[proofplan]
The claim follows by chaining two established results. First, Bernoulli sources satisfy the AEP with constant $H(X_1)$; second, Shannon's First Coding Theorem converts this AEP into the statement that the information rate equals the AEP constant. Verifying the hypotheses of each result amounts to checking that the Bernoulli source is what it is.
[/proofplan]
[step:Invoke that Bernoulli sources satisfy the AEP with constant $H(X_1)$]
The source $X_1, X_2, \ldots$ is Bernoulli by hypothesis, which is the sole requirement of [Bernoulli Sources Satisfy AEP](/theorems/1645). Applying that theorem, the source satisfies the AEP with constant $H(X_1)$.
[/step]
[step:Apply Shannon's First Coding Theorem to convert the AEP into an information-rate statement]
[Shannon's First Coding Theorem](/theorems/1644) states: if a source satisfies the AEP with constant $H$, then its information rate equals $H$. The single hypothesis — that the source satisfies the AEP with constant $H$ — was established in the previous step with $H = H(X_1)$. Therefore the source has information rate $H(X_1)$.
[guided]
The two-step chain compresses what is actually happening under the hood. The AEP for a Bernoulli source is a probabilistic fact: the empirical log-likelihood concentrates at its expectation $H(X_1)$ thanks to the WLLN applied to the i.i.d. random variables $-\log_2 p(X_i)$. Shannon's First Coding Theorem converts concentration of probability mass on the typical set $T_n$ (with known exponential size $2^{nH}$) into matching upper and lower bounds on the number of bits needed to describe the source reliably. Combining the two yields the headline equality: the optimal compression rate of a Bernoulli source equals the Shannon entropy of its one-step marginal.

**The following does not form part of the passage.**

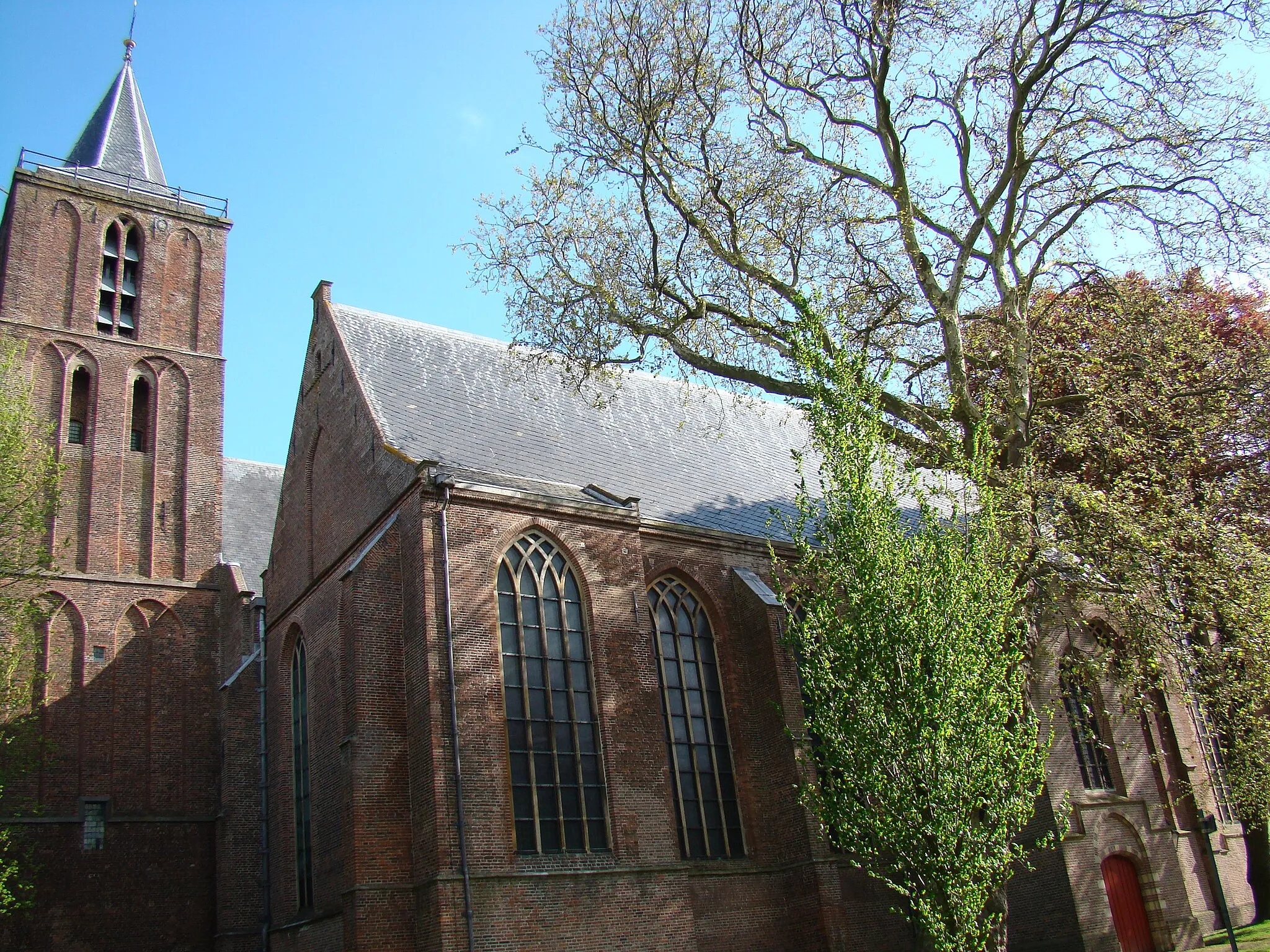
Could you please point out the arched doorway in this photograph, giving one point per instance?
(1128, 910)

No hypothesis beyond the Bernoulli structure is needed. The finite-alphabet assumption embedded in the definition of a Bernoulli source (inherited by both [Bernoulli Sources Satisfy AEP](/theorems/1645) and [Shannon's First Coding Theorem](/theorems/1644)) guarantees that $H(X_1)$ is a finite non-negative real number.
The theorem has two practical interpretations. Operationally, it gives an encoder-side promise: for any $\varepsilon > 0$, a sufficiently long block of a Bernoulli source can be compressed to roughly $n(H(X_1) + \varepsilon)$ bits with vanishing probability of error, and no scheme can do strictly better than $n(H(X_1) - \varepsilon)$ bits while maintaining reliability. Informationally, it identifies the single-symbol Shannon entropy $H(X_1) = -\sum_i p_i \log_2 p_i$ as the precise per-symbol information content of the source.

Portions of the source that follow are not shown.